With insufficient tongue and lips I have come to offer small praise and supplication, O Nicholas, to thy God-like excellence; but as thou art a giver of riches, give me the Saviour and God of mercies. (From the Second Canon to the Saint, Tone 1, Matins of 6 December)
Tonight we are celebrating the feast of St Nicholas the Wonderworker, Archbishop of Myra. St Nicholas is sort of the unofficial patron Saint of my family (followed closely by St Benedict, St Cyril of Jerusalem, and St Demetrios—okay, we have a lot of patron Saints!). We take him very seriously. That’s why I am so annoyed, not with Santa Claus per se, whom I believe, in some forms, to be a legitimate guise of the Saint, but with the extent to which he has been taken.
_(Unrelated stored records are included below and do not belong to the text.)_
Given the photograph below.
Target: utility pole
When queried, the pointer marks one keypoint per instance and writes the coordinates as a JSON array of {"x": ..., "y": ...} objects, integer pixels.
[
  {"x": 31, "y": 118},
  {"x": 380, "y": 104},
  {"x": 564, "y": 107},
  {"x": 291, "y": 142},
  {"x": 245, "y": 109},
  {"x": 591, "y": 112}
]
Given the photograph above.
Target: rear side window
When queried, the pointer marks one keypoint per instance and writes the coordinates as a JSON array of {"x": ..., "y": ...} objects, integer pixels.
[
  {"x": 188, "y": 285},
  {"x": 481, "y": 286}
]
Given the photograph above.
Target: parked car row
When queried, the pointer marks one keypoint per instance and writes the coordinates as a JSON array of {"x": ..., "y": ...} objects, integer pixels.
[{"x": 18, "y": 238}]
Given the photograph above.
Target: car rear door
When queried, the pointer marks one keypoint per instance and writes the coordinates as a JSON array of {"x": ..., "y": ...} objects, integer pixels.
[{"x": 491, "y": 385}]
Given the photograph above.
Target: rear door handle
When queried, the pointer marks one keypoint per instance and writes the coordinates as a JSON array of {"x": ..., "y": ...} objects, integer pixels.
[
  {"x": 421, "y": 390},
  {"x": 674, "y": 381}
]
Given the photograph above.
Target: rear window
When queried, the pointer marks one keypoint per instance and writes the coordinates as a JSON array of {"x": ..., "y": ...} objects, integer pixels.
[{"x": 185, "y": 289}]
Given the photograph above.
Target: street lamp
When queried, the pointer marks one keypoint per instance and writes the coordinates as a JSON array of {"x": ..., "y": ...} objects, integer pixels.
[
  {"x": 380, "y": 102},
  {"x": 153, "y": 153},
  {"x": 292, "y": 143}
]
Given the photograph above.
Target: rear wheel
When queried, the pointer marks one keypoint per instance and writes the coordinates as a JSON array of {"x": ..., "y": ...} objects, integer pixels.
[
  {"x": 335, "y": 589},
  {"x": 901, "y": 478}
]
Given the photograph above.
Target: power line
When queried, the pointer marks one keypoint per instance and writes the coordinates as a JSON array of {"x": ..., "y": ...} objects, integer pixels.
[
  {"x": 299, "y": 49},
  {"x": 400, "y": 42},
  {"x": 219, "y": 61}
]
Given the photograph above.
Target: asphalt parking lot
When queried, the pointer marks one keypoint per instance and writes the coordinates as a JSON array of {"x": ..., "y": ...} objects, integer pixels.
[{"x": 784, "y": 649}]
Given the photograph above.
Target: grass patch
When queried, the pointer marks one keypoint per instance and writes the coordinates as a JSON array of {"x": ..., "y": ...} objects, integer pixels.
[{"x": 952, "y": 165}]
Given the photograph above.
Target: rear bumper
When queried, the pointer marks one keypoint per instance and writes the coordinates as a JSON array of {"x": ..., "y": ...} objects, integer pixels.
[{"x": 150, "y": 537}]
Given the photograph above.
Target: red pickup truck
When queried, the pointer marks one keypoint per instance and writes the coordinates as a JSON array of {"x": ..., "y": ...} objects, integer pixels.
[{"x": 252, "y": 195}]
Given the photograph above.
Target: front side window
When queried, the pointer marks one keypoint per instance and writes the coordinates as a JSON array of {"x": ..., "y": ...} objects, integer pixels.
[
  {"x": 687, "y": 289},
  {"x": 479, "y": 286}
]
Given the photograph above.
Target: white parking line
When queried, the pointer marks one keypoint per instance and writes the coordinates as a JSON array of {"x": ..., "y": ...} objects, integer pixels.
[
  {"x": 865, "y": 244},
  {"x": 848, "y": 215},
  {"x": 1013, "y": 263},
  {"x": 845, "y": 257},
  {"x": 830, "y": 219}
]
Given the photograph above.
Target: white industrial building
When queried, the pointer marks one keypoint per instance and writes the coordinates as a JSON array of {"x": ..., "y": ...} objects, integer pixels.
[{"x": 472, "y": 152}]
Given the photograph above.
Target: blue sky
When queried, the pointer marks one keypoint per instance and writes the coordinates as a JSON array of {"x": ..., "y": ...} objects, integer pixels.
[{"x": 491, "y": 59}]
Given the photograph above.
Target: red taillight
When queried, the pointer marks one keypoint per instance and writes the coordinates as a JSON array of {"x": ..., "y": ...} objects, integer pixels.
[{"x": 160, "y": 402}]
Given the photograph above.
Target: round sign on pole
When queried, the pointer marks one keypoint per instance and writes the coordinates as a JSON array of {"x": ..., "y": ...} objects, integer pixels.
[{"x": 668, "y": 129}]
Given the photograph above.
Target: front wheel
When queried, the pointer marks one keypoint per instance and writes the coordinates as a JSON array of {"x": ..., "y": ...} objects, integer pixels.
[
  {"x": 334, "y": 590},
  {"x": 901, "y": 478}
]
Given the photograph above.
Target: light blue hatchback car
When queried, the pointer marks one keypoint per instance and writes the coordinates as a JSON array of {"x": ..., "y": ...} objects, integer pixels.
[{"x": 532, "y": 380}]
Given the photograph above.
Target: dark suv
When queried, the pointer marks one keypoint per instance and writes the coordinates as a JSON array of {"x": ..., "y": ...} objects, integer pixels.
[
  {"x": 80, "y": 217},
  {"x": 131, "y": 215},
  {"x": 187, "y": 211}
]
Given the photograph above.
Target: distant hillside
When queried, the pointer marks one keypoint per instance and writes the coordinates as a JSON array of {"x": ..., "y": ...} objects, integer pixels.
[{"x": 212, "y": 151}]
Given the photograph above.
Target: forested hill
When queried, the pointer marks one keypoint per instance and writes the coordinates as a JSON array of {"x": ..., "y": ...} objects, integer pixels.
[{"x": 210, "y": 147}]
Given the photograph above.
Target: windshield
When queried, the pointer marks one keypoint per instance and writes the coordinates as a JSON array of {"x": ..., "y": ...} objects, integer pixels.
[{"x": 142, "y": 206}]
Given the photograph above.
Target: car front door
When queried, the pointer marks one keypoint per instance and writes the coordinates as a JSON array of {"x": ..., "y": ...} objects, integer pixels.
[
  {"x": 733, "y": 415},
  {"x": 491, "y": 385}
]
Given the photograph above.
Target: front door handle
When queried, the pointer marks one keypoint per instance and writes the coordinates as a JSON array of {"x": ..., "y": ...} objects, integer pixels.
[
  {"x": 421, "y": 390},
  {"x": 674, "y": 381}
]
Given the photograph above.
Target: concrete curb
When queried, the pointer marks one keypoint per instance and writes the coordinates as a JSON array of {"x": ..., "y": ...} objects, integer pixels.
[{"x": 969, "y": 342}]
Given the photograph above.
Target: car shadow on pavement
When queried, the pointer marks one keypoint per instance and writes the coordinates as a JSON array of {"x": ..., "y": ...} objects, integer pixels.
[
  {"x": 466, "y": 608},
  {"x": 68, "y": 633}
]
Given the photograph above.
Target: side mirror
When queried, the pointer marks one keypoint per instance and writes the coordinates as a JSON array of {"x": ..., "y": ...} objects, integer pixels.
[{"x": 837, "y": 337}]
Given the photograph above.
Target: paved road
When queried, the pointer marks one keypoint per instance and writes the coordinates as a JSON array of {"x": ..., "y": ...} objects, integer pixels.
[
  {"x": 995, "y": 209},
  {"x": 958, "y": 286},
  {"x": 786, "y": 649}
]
The obesity, the garish suit, the cutesy ornaments of Santa in sunglasses and Hawaiian shirt, and most of all, the phony Santa ‘origin’ stories that get made into movies and told in countless books (the Rankin & Bass stop-motion film, Santa Claus Is Comin’ to Town is a classic example). Unfortunately , the madness has even spread to the city of Myra itself, where the beautiful, iconographic bronze statue of St Nicholas donated by the Russian government for the town square has been replaced by an awful, kitschy plastic Santa. (See the story here.)
As a good remedy for this disease, and for a surpisingly good philosophy of the holidays in general, I recommend that everyone read the book, St Nicholas: A Closer Look at Christmas (Nashville: Nelson, 2005), by Joe Wheeler and Jim Rosenthal. Not only is it filled with extremely rare, full-colour photos of St Nicholas in his many guises, not only does it tell faithfully the story of the historic man and Orthodox Saint, but it contains serious suggestions for how to make the holidays meaningful again by taking full advantage of the traditions Christians around the world have observed for centuries.
Of course, the Service, Akathist, Life and Miracles of St Nicholas the Wonderworker (Jordanville, NY: Holy Trinity Monastery, 1996), is also an invaluable resource for commemorating this wonderful Saint.
Neither of these books, however, contain two of what are, to me, the most interesting stories about St Nicholas (apart from the striking of Arius the heretic, depicted above). I won’t waste time trying to copy them or to retell them myself. One can read the first here, at the fantastic St Nicholas Center website, and the second here, on an archived page from the website of the St Nicholas Russian Orthodox Church in Dallas, Texas.
The Matins Gospel for the feast is St John 10:9-16, wherein our Lord says, ‘I am the good shepherd. The good shepherd gives His life for the sheep’ (St John 10:11). One can’t help but notice that the kontakion of the Saint makes a lovely comment on the significance of this passage for this day when we sing:
In Myra, O Saint, thou didst prove to be a minister of things sacred: for, having fulfilled the Gospel of Christ, O righteous one, thou didst lay down thy life for thy people, and didst save the innocent from death. Wherefore, thou wast sanctified, as a great initiate of the grace of God.